The two colleges will now be at the forefront of the drive to lower re-offending rates among prisoners, estimated to cost the UK taxpayer pound;11 billion. The development of learning and skills is seen as making a key contribution to cutting down on re-offending.

Janet Lowe, principal of Lauder college, said prisoners could benefit from education, particularly if they gained the core skills needed for employment, specifically literacy and numeracy.

Gary Waddell, learning and skills adviser to the Scottish Prison Service, suggested “huge progress” had already been made in the provision of learning in prisons, and the colleges’ contribution would reinforce that.

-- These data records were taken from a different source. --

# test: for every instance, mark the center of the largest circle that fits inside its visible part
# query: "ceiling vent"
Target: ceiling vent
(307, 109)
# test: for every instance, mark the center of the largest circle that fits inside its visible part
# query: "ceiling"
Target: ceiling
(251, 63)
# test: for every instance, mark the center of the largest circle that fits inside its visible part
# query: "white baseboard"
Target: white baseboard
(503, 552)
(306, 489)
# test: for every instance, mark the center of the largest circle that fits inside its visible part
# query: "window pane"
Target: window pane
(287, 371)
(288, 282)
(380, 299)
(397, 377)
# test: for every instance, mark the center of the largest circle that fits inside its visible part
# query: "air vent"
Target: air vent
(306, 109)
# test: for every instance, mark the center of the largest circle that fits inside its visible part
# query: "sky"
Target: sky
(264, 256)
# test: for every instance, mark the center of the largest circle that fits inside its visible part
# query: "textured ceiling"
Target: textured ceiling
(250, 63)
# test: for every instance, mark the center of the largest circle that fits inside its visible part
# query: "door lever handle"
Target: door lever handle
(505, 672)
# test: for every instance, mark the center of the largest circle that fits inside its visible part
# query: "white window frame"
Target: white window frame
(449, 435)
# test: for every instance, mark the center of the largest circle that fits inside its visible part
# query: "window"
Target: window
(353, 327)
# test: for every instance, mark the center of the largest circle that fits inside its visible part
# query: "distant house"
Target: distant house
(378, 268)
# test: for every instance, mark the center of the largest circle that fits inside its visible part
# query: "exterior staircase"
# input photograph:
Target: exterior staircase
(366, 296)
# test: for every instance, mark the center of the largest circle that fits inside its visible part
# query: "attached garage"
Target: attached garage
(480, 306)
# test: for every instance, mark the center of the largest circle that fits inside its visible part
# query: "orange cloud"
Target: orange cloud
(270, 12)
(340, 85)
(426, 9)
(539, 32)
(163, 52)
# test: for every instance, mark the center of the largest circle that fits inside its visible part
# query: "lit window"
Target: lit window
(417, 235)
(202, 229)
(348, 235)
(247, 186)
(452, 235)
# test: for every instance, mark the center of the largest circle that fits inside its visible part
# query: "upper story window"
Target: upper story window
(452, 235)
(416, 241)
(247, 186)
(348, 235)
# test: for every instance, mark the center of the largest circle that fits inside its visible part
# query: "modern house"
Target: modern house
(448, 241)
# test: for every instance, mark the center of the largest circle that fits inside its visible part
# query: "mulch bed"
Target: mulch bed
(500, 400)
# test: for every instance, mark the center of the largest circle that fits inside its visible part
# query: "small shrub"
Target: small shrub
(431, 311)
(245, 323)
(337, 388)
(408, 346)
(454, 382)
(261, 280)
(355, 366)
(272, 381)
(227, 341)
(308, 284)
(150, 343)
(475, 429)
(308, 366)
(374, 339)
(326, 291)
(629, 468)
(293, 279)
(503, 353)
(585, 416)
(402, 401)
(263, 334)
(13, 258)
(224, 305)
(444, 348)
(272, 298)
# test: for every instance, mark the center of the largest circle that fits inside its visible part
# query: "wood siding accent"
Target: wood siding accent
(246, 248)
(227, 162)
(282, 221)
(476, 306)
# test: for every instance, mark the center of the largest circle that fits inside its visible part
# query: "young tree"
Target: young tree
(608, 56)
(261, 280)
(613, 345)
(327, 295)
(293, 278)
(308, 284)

Despite the optimism, however, a committee of MPs at Westminster reported at the end of last month that half of the inmates in English jails lacked the skills needed for 96 per cent of jobs available on their release.

Only a third had access to formal education, lasting on average nine hours a week, the Commons education select committee stated. It also revealed that just 31 out of 75,000 prisoners had access to the internet for learning purposes. And more than half of male prisoners had no qualifications.

Barry Sheerman, the Labour backbencher who chairs the committee, said:

“Although the Government has increased resources for prison education, it has not fully met its manifesto commitment to ‘dramatically increase the quality and quantity of education provision.’ ” He added: “If prisoners are to find a real alternative to crime on their release, then prisons will have to dramatically improve their provision.

Prisoners need high-quality teaching that is suited to their individual needs.”

The MPs found that prison officers gave a low priority to education and that inmates were paid more to do “repetitive work in workshops” than for joining learning programmes.

Steve Taylor, director of the Forum on Prisoner Education in England and Wales, criticised “the unremitting diet of basic skills” for prisoner education, which was not based on any real measure of individual need.

Mr Taylor told The TESS that his impression is that the position was worse in Scotland, largely because of fewer resources. The total budget for prisoner education in Scotland could be spent on one prison in England. He also suggested the political will to make prisoner education a priority was not so strong in Scotland.